Original
Recipe Yield 8 servings
Ingredients
20 ounces boneless
pork tenderloin, cut into slices about 3/4 inch thick
1/4 cup flour
1/2 teaspoon ground black
pepper
4 teaspoons olive oil,
divided
1 tablespoon capers,
rinsed and drained
2 ounces very thinly
sliced prosciutto, cut into 1/4-inch strips
2 garlic
cloves, thinly sliced
1/2 cup chicken broth
1 teaspoon flour
1 1/2 cups dry white
wine
1 1/2 tablespoons
grated lemon rind
1 teaspoon chopped
fresh sage
4 cups hot cooked
fettuccine pasta
Directions
Place
each piece of pork between 2 sheets of heavy duty plastic wrap, pound each
piece to 1/2 inch thickness using a meat mallet or rolling pin. Combine 1/4 cup
flour and pepper in a shallow dish. Dredge pork in flour mixture and set aside.
Heat
1 tsp oil in a large non-stick skillet over medium high heat. Add capers,
prosciutto, and garlic. Saute 3 minutes. Combine broth and 1 tsp flour,
stirring well with a whisk. Add broth mixture, wine, rind and sage to the pan
and cook 10 minutes, stirring on occasion.

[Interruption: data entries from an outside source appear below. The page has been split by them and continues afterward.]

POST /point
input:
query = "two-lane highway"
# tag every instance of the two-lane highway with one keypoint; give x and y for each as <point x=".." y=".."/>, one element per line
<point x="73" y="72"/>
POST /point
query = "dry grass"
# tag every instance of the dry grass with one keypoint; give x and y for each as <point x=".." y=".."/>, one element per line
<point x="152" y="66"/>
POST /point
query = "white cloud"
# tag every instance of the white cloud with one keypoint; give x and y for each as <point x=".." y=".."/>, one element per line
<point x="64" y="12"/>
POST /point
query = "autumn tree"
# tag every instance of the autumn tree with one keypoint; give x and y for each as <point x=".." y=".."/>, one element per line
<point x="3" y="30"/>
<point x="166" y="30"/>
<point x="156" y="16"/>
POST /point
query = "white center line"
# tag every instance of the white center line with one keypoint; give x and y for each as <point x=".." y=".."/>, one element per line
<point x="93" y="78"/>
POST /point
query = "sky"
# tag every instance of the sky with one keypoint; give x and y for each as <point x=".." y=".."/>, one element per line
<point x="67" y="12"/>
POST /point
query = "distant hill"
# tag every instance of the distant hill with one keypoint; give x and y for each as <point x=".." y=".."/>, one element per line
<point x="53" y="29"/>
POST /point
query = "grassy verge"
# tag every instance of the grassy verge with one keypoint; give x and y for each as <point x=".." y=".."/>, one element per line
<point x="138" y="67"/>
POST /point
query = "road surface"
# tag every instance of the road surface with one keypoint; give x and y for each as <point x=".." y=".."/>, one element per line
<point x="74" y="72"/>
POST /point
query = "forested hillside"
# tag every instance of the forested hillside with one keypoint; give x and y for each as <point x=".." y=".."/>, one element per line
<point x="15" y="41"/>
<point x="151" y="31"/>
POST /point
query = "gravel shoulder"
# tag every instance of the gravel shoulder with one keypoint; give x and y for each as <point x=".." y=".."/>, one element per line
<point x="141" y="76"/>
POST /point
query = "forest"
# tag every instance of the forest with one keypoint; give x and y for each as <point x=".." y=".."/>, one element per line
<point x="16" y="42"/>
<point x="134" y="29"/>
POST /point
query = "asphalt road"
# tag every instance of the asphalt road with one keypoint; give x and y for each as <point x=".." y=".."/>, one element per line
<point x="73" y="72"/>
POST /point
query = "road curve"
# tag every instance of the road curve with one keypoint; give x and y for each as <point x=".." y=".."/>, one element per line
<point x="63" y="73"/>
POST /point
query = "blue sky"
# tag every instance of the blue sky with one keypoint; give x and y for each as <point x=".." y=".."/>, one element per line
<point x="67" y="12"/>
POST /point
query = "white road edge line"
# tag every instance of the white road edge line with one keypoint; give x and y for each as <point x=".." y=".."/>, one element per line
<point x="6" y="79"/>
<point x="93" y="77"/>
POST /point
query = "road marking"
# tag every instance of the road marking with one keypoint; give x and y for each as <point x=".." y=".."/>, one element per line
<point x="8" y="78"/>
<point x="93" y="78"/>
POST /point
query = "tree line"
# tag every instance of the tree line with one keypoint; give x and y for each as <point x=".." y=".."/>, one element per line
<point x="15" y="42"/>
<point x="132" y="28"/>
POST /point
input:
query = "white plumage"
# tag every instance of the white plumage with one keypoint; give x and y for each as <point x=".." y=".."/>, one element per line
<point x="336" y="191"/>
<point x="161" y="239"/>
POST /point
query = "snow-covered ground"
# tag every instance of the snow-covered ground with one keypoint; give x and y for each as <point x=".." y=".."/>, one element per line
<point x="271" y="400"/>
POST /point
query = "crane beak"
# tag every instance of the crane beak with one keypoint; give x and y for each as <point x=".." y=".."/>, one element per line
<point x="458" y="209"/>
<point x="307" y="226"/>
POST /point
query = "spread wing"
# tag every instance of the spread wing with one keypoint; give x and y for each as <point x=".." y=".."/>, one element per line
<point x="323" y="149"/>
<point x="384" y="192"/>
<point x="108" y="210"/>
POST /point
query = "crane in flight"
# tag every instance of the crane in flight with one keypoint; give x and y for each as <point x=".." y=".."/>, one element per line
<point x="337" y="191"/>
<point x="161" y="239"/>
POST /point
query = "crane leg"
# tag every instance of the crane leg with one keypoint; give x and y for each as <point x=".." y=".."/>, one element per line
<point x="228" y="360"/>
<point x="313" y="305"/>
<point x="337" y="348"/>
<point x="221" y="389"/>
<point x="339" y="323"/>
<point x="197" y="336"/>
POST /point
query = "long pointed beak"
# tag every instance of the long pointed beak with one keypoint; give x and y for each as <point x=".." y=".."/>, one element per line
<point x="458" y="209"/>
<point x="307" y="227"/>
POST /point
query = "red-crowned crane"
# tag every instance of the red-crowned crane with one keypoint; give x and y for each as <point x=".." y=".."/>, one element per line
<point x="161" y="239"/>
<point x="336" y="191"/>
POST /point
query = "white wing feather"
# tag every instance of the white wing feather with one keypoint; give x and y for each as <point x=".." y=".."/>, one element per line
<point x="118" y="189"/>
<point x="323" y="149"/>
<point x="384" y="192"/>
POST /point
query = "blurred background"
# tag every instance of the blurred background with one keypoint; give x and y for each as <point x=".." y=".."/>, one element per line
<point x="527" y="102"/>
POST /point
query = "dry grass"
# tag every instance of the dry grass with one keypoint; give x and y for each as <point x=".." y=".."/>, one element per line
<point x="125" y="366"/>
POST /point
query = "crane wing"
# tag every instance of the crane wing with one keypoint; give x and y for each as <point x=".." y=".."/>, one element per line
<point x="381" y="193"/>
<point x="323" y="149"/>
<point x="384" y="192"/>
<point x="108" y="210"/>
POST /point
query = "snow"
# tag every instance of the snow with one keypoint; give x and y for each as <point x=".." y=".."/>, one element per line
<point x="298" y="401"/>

Pour sauce into a bowl and keep
warm. Wipe pan clean with a paper towel.
Heat
1 Tbsp oil in pan over medium high heat. Add pork to pan; cook 2 minutes on
each side or until done. Add sauce to pan; cook 30 seconds or until thoroughly
heated, stirring constantly. Remove pork from pan. Add pasta to pan and toss
well to coat. Place pork back in pan, combine and plate.
Note: Thought this also might go well with roasted potatoes and a side of green beans instead of pasta.